One of the top experts from the Flint, Michigan, water crisis told NewsChannel 5 Investigates that Metro's test results were junk.
"You know, you've got to applaud people for doing the testing, but frankly those results need to be thrown right in the garbage," said Professor Marc Edwards of Virginia Tech.
Briley said his office consulted with Edwards.
"What we did was make sure everybody understood what the best science is on this front, to make sure that we were testing in a way that was going to get an appropriate reading of what a child might be exposed to if they walked into the school and drank from the fountain," Briley explained.
.@MayorBriley says he started asking his own questions about @MetroSchools' lead-testing protocols after we began asking him questions pic.twitter.com/qtcAyJ71nL
— Phil Williams (@NC5PhilWilliams) August 6, 2018
Under the plan worked out with the mayor's office, Metro Schools will flush all water lines after extended breaks as a preventive measure.
But the district will stop using what's called "pre-stagnation flushing" the night before samples are collected for the lead tests.

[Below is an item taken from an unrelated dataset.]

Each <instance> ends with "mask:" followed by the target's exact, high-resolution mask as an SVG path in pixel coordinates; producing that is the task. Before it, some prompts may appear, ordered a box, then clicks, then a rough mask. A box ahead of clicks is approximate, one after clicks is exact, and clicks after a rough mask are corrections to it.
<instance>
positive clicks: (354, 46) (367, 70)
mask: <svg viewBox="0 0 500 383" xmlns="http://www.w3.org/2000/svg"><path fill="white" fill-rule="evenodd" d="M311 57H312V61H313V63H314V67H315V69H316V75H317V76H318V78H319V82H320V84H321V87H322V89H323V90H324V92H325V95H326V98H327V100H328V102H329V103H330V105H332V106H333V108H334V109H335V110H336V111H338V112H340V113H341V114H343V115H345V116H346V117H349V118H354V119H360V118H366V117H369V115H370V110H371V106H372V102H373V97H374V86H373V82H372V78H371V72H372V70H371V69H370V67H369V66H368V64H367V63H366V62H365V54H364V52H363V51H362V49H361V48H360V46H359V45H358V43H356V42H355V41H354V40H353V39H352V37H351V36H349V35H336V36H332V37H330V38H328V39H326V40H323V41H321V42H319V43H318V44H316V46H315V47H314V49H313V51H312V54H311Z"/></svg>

The plan calls for random sampling of 10 percent of all drinking and food prep outlets every year.
And it continues to set a target lead level of 5 parts per billion or lower. That's the same standard that the Food and Drug Administration has set for bottled water.
"We feel like it's going to be very protective, more protective than what the state is going to require," the mayor added.
As a result of a new law that requires every district to test for lead beginning next year, the state is developing rules for how those tests are conducted.
As to whether it took a hard sell to get Metro Schools to stop flushing the pipes right before it tested, Briley deferred.
"You'd have to ask them how hard a sell it was," he said with a smile. "We just were persistent with it."